Principle:AUTOMATIC1111 Stable diffusion webui Prompt composition
| Knowledge Sources | |
|---|---|
| Domains | Diffusion Models, Natural Language Processing, Prompt Engineering |
| Last Updated | 2026-02-08 00:00 GMT |
Overview
Prompt composition is the technique of controlling the relative emphasis placed on individual tokens or phrases within a text prompt by assigning numeric weights that modify the corresponding token embeddings before they condition a diffusion model.
Description
In text-to-image diffusion models, the user's prompt is converted into a sequence of token embeddings by a text encoder (typically CLIP). Each token embedding occupies a position in the conditioning tensor that guides the denoising process. By default, every token receives equal weight (1.0). Prompt attention weighting allows users to increase or decrease the influence of specific tokens by wrapping them in parenthesized syntax.
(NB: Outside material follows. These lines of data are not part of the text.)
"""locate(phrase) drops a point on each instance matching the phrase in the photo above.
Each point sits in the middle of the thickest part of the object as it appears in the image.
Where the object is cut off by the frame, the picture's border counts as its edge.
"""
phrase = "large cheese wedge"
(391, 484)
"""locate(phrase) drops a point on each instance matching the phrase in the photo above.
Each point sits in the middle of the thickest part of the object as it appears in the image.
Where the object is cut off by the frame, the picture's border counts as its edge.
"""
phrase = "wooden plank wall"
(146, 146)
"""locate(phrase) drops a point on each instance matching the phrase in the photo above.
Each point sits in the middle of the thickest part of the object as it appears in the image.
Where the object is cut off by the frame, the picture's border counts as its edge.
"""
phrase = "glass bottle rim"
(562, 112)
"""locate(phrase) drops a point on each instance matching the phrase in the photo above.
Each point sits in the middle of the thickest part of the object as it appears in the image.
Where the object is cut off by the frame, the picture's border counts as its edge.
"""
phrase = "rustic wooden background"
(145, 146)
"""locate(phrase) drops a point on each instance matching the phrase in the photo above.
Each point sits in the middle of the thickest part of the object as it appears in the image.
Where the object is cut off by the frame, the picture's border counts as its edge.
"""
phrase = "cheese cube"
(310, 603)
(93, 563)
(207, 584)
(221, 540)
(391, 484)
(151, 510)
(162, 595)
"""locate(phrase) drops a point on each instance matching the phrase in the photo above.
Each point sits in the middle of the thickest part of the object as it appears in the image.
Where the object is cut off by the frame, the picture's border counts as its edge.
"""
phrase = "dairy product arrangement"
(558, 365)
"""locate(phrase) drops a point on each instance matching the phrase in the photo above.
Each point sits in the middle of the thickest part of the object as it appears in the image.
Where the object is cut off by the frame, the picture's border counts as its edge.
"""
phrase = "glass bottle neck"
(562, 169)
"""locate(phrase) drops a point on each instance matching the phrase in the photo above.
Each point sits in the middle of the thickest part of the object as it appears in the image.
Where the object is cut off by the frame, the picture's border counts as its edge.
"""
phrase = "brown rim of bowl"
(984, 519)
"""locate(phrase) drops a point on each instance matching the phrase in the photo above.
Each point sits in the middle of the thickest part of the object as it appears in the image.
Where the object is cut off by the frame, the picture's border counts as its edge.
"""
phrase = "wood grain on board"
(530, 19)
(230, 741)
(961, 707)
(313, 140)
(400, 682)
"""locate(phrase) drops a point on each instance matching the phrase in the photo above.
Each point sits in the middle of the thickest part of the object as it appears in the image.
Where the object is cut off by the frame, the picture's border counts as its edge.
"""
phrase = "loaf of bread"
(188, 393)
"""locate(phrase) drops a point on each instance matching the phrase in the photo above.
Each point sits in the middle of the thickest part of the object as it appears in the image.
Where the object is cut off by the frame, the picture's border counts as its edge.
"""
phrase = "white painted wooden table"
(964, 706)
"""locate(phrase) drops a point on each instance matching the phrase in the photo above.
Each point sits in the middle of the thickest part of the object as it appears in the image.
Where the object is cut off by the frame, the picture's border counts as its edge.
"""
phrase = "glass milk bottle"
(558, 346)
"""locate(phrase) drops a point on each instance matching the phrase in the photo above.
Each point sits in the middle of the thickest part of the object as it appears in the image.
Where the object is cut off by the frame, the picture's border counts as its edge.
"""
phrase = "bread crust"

The core idea is straightforward: after the text encoder produces an embedding vector for each token, each vector is scaled by a per-token multiplier. A multiplier greater than 1.0 amplifies that token's contribution to the cross-attention mechanism in the UNet, making the corresponding concept more prominent in the generated image. A multiplier less than 1.0 attenuates it.
The AUTOMATIC1111 WebUI supports several syntactic forms:
(text)-- multiplies the weight of enclosed tokens by 1.1(text:1.5)-- sets the weight of enclosed tokens to exactly 1.5[text]-- multiplies the weight of enclosed tokens by 1/1.1 (approximately 0.909)- Nested parentheses -- multiplicative stacking, e.g.,
((text))yields 1.1 * 1.1 = 1.21
Escape sequences (\(, \[, \\) allow literal bracket characters.
Usage
Prompt composition with attention weighting is used whenever a user wants fine-grained control over which concepts dominate the generated image. Common scenarios include:
- Emphasizing a subject over its background:
a (cat:1.3) sitting on a park bench - De-emphasizing unwanted but contextually necessary tokens:
a portrait of a woman with [glasses] - Balancing multi-subject compositions:
(astronaut:1.2) and (dinosaur:0.8) on the moon
Theoretical Basis
The mathematical foundation rests on weighted cross-attention. In a standard transformer cross-attention layer:
Attention(Q, K, V) = softmax(Q * K^T / sqrt(d_k)) * V
where Q comes from the UNet spatial features and K, V come from the text encoder output. When we scale a token embedding e_i by weight w_i, we effectively produce:
e_i' = w_i * e_i
This modified embedding shifts the key and value vectors for that token, causing the cross-attention to allocate more (or less) spatial attention to the concept associated with that token.
For nested parentheses, weights are multiplicative:
(((text))) => weight = 1.1 * 1.1 * 1.1 = 1.331
((text:1.5)) => weight = 1.5 * 1.1 = 1.65
Square brackets apply the inverse multiplier:
[text] => weight = 1 / 1.1 ~= 0.909
[[text]] => weight = (1 / 1.1)^2 ~= 0.826
The BREAK keyword forces a chunk boundary, splitting the prompt into separate 77-token segments processed independently by CLIP.